We have released the first version of a citation-context based dataset called C2D, created while doing an experiment in the work which will be published in RecSys 2018 as a short paper.
A dataset of 53 million unique records containing citation-information (explained in the section below) is constructed using 2 million full-text open-source research publications obtained from CORE.

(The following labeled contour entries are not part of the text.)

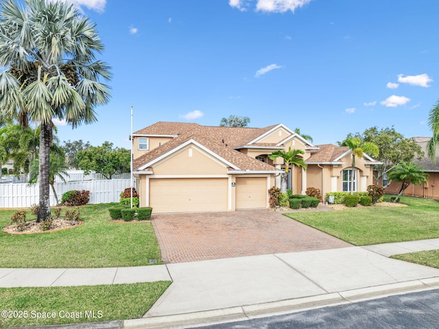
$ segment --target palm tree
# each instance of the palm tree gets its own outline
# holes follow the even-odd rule
[[[362,158],[364,153],[377,157],[379,153],[379,149],[375,144],[370,141],[361,141],[358,137],[346,138],[344,144],[352,151],[352,176],[350,177],[349,186],[351,194],[353,194],[353,183],[355,181],[355,157]]]
[[[250,117],[239,117],[237,115],[229,115],[228,117],[223,117],[220,122],[220,127],[246,127],[250,123]]]
[[[428,125],[433,131],[433,137],[427,143],[427,154],[434,163],[436,161],[436,150],[439,146],[439,100],[430,110]]]
[[[313,137],[311,137],[311,136],[309,136],[309,135],[305,135],[305,134],[301,134],[300,133],[300,129],[299,129],[298,128],[296,128],[296,129],[294,129],[294,133],[296,133],[297,135],[298,135],[299,136],[305,138],[305,139],[307,139],[307,141],[311,141],[311,143],[313,142]]]
[[[287,193],[287,179],[289,171],[288,168],[289,165],[302,167],[305,170],[307,170],[308,165],[305,163],[305,160],[301,157],[298,157],[298,155],[304,154],[305,152],[302,150],[292,150],[290,147],[288,149],[288,152],[285,152],[284,150],[277,150],[268,155],[268,157],[272,160],[281,157],[285,163],[285,172],[282,174],[281,180],[281,192],[282,193]]]
[[[404,190],[410,184],[420,185],[427,183],[428,176],[428,174],[421,167],[416,166],[413,162],[409,163],[401,162],[398,166],[396,166],[389,173],[389,179],[394,181],[401,181],[402,185],[399,193],[393,200],[393,202],[399,201],[399,198],[404,193]]]
[[[59,201],[58,199],[58,195],[56,194],[56,190],[55,190],[55,179],[56,177],[59,177],[63,182],[66,182],[64,176],[69,177],[69,173],[67,172],[67,170],[69,169],[69,165],[66,163],[65,161],[66,157],[64,155],[58,155],[54,152],[51,152],[50,154],[50,166],[49,166],[49,184],[52,188],[52,192],[54,192],[54,196],[55,196],[55,200],[56,200],[56,205],[59,205]],[[29,183],[30,185],[35,184],[38,181],[38,174],[39,174],[39,168],[40,163],[38,159],[35,159],[34,162],[30,166],[29,170]]]
[[[14,0],[0,5],[0,113],[40,126],[38,221],[50,216],[49,149],[52,119],[73,128],[96,121],[106,104],[110,68],[96,60],[104,46],[95,25],[60,0]]]

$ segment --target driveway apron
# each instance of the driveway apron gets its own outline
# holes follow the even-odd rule
[[[270,209],[154,214],[152,223],[165,264],[352,247]]]

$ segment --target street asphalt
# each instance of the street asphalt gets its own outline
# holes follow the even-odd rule
[[[139,267],[0,269],[0,287],[171,280],[143,318],[87,328],[182,328],[437,289],[439,269],[388,258],[433,249],[439,239]]]

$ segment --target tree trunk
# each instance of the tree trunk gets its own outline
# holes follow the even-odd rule
[[[40,200],[37,222],[50,217],[49,152],[52,127],[50,123],[41,123],[40,135],[39,190]]]
[[[281,174],[281,192],[287,193],[287,179],[288,179],[288,173],[283,172]]]

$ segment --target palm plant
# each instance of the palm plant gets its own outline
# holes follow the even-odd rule
[[[344,144],[352,151],[352,175],[350,177],[349,186],[351,187],[351,194],[353,194],[353,183],[355,181],[355,157],[362,158],[364,156],[364,153],[376,157],[379,152],[379,149],[374,143],[361,141],[358,137],[346,138]]]
[[[96,59],[104,46],[92,24],[60,0],[14,0],[0,5],[0,113],[40,126],[38,221],[50,216],[49,148],[52,119],[75,128],[96,121],[106,104],[110,68]]]
[[[55,190],[55,179],[56,177],[60,179],[63,182],[66,182],[65,177],[69,177],[67,170],[69,169],[69,165],[66,163],[65,155],[63,154],[59,155],[56,152],[51,152],[49,159],[49,184],[52,188],[55,200],[56,200],[56,205],[59,205],[59,201],[58,195],[56,194],[56,190]],[[29,183],[30,185],[36,184],[38,182],[38,178],[39,175],[40,163],[38,159],[35,159],[34,162],[30,166],[29,171]]]
[[[298,157],[298,155],[304,154],[305,152],[303,150],[292,150],[290,147],[288,149],[288,152],[284,150],[277,150],[268,155],[268,157],[272,160],[281,157],[285,162],[285,171],[282,174],[281,179],[281,192],[282,193],[287,193],[287,179],[288,178],[288,172],[289,172],[289,165],[302,167],[305,170],[307,170],[307,165],[305,163],[305,160],[303,160],[301,157]]]
[[[401,190],[393,202],[398,202],[399,198],[404,193],[404,190],[410,184],[420,185],[427,183],[428,174],[423,169],[414,164],[413,162],[401,162],[396,166],[389,173],[389,179],[402,183]]]

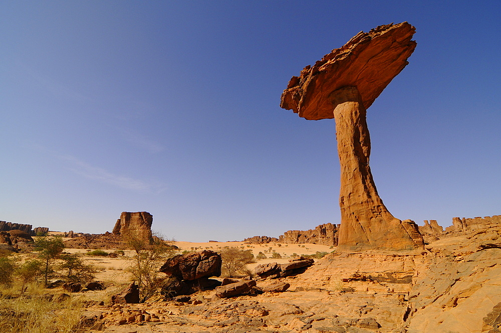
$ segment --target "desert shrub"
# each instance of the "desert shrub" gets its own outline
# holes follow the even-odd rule
[[[247,264],[256,262],[252,250],[242,250],[237,247],[226,246],[221,249],[221,258],[222,273],[228,277],[234,277],[239,272],[248,274]]]
[[[0,257],[0,284],[7,287],[12,285],[17,263],[13,257]]]
[[[320,252],[317,251],[314,254],[302,254],[301,256],[306,258],[313,258],[314,259],[321,259],[328,254],[327,252]]]
[[[174,241],[157,235],[150,242],[132,233],[122,236],[126,245],[136,253],[129,258],[130,266],[127,271],[137,282],[140,300],[143,302],[160,291],[158,270],[167,259],[174,256]]]
[[[94,279],[96,269],[92,265],[86,264],[78,255],[65,253],[61,259],[58,267],[64,271],[61,277],[66,282],[85,284]]]
[[[280,259],[282,258],[282,256],[278,252],[273,252],[272,254],[272,259]]]
[[[256,256],[256,258],[258,260],[262,260],[264,259],[266,259],[266,255],[263,252],[260,252],[259,253],[258,253],[258,255]]]
[[[103,250],[93,250],[86,253],[88,256],[96,256],[96,257],[107,257],[108,252]]]
[[[52,271],[52,265],[64,250],[64,243],[60,236],[41,237],[35,242],[35,248],[39,252],[39,257],[43,259],[44,281],[47,284],[47,278]]]

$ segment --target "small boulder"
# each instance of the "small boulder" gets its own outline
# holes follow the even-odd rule
[[[180,280],[192,281],[221,275],[221,255],[213,251],[179,254],[167,260],[160,271]]]
[[[271,278],[278,277],[280,275],[280,265],[276,262],[262,264],[256,266],[254,269],[256,273],[260,277]]]
[[[216,288],[215,294],[220,298],[228,298],[248,292],[256,285],[256,281],[254,280],[230,283]]]
[[[139,287],[133,282],[121,292],[111,296],[113,304],[139,303]]]
[[[276,282],[266,287],[262,287],[261,289],[263,291],[268,292],[283,292],[289,289],[290,286],[290,284],[286,282]]]

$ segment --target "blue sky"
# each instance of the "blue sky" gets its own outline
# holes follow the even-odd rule
[[[501,214],[498,1],[2,2],[0,220],[177,240],[339,223],[333,120],[281,109],[293,75],[361,31],[417,47],[368,110],[400,219]]]

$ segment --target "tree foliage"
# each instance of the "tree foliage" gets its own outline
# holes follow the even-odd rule
[[[247,264],[256,262],[252,250],[242,250],[233,247],[221,249],[221,258],[223,274],[229,277],[234,277],[239,272],[248,274]]]
[[[127,270],[137,282],[140,300],[143,302],[159,291],[159,269],[173,256],[173,241],[158,236],[148,240],[132,233],[123,234],[122,237],[126,245],[135,253],[129,257],[130,266]]]
[[[37,251],[39,251],[39,257],[45,263],[44,282],[47,285],[49,274],[52,271],[52,265],[64,250],[64,243],[62,237],[57,236],[41,237],[35,241],[35,245]]]

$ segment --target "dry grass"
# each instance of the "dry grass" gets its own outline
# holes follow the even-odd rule
[[[16,291],[18,291],[17,293]],[[0,298],[0,327],[2,333],[77,333],[82,308],[73,297],[48,297],[47,290],[36,284],[29,286],[24,297],[13,287],[2,289]]]

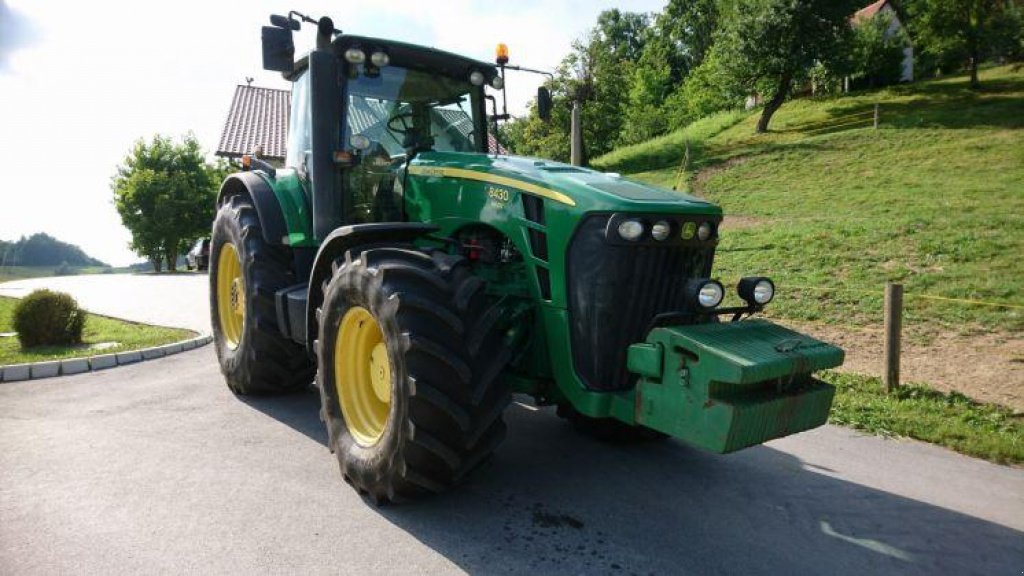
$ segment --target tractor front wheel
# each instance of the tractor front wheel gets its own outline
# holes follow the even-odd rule
[[[342,476],[377,503],[452,486],[505,437],[510,353],[461,257],[348,252],[324,287],[317,384]]]
[[[312,362],[278,329],[273,294],[298,282],[287,249],[263,240],[256,209],[241,196],[218,210],[211,243],[210,315],[228,387],[250,395],[308,386]]]

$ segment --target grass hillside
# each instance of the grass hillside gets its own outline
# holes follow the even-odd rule
[[[919,335],[1019,335],[1024,308],[925,297],[1024,306],[1024,71],[981,79],[790,101],[769,134],[756,113],[718,115],[593,164],[720,204],[716,274],[774,278],[774,316],[877,325],[899,281]]]

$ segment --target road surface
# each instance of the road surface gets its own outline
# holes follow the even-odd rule
[[[156,286],[112,289],[126,311],[186,292]],[[1024,570],[1024,471],[916,442],[824,426],[716,456],[602,445],[513,404],[467,484],[377,507],[341,481],[317,403],[232,396],[211,346],[0,384],[0,573]]]

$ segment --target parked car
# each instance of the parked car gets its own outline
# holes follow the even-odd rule
[[[185,256],[188,270],[207,270],[210,268],[210,239],[200,238]]]

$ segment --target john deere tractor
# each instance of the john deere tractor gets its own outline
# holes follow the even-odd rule
[[[293,32],[317,30],[296,59]],[[382,502],[458,483],[505,437],[512,395],[609,440],[727,453],[813,428],[843,351],[725,307],[722,210],[504,154],[498,66],[271,16],[292,82],[287,159],[246,157],[217,200],[210,307],[231,390],[315,381],[345,481]],[[547,116],[548,94],[539,104]],[[488,114],[488,102],[489,112]]]

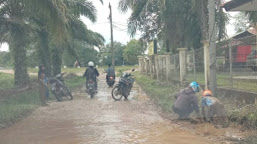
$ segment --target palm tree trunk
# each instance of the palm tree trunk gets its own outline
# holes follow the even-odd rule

We extracted citation information from each publication. Information such as cited document's title, author(s), published date and citation-context. We will describe the assumption of extracting citation-context in a bit more detail below:
First of all, we extracted the position of citation where it has mention including citation-context which is texts around the cited document. For our purpose, we created citation-context using three sentences; the sentence where the reference has been cited, the preceding, and the following sentence. Additionally, at the start or end of a paragraph, the preceding or following sentence is not extracted respectively.
Therefore, the attributes of our dataset contain:
- ReferenceID - unique identifier of cited reference in a citing document
- SourceID - unique identifier of a citing document.

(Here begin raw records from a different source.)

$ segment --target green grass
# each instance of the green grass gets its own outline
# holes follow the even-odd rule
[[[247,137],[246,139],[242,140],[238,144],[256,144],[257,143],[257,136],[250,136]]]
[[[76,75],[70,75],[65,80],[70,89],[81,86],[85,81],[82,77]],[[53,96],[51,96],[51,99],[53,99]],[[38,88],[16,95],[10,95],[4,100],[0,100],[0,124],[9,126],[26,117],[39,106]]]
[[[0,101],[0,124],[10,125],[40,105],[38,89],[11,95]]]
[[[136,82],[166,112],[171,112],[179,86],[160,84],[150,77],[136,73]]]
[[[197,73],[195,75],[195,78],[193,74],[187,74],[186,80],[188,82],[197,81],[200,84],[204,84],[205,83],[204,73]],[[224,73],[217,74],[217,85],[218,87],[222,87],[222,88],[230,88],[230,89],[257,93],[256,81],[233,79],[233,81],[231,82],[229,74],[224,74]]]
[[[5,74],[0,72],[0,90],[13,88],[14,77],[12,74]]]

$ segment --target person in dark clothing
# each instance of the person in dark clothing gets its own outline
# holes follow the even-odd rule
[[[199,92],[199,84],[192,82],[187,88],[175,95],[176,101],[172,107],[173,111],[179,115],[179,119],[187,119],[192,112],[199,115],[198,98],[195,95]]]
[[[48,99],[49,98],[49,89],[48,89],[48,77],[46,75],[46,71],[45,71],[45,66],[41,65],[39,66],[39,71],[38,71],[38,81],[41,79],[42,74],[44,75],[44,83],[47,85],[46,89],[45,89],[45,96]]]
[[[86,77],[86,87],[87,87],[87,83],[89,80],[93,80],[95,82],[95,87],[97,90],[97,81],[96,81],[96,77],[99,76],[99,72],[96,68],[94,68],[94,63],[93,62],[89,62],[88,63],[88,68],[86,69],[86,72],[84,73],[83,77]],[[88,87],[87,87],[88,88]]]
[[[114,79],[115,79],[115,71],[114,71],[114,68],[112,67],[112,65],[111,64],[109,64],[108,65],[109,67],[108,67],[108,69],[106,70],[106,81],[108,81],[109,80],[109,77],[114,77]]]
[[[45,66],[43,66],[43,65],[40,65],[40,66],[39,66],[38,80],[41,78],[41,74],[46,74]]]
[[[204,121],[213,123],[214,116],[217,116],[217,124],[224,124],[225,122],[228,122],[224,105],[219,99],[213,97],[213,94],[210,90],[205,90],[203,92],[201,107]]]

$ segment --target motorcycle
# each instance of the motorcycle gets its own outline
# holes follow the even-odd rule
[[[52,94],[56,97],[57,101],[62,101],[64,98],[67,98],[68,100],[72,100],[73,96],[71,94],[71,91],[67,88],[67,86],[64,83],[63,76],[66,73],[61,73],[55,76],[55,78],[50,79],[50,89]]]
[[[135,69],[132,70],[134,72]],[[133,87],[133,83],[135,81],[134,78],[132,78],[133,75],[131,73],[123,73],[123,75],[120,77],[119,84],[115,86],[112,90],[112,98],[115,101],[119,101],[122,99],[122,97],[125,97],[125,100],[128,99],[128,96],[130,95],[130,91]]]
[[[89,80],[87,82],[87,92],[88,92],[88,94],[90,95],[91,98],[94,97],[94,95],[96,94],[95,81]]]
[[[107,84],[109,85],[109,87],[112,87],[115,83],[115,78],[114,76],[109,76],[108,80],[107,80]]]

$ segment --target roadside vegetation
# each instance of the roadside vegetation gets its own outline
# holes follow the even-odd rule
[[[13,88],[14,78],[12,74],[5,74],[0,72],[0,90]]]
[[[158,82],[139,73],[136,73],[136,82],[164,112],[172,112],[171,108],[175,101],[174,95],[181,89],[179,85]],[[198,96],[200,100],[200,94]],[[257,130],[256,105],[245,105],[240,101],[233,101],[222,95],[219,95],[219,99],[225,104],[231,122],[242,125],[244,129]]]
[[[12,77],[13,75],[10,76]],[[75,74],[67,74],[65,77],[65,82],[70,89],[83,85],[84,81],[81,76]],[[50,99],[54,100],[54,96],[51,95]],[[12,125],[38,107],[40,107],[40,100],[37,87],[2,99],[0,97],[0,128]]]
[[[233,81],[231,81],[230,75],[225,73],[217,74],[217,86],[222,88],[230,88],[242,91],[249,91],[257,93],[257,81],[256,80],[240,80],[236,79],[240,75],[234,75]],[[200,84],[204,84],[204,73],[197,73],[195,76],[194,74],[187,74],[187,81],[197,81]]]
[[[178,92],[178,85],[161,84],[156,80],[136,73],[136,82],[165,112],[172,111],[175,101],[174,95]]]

- ChapterNumber - Chapter number of the citing document where the 'ReferenceID' has mentioned.
- ParagraphNumber - paragraph number of the citing document where the reference ReferenceID has mentioned.
- SentenceNumber - sentence number of the citing document where the reference ReferencedID has mentioned.
- Title - Title of the reference ReferenceID.
- PublishedDate - Publication date when the reference ReferenceID
- Authors - Author(s) of the reference ReferenceID
- TextBeforeRefMention - Sentence just before the sentence where the reference ReferenceID has been cited.
- TextWhereRefMention - Sentence where the reference ReferenceID has been cited.
- TextAfterRefMention - Sentence just after the sentence where the reference ReferenceID has been cited.
Finally, the dataset can be downloaded from the link.
- The actual size of the dataset is ~40gb however compressed size is ~6.7gb.
- Requirements of different users may be different therefore we have released the raw version of the dataset. Please note, data cleansing (such as special character and stop-word removal) has not been performed.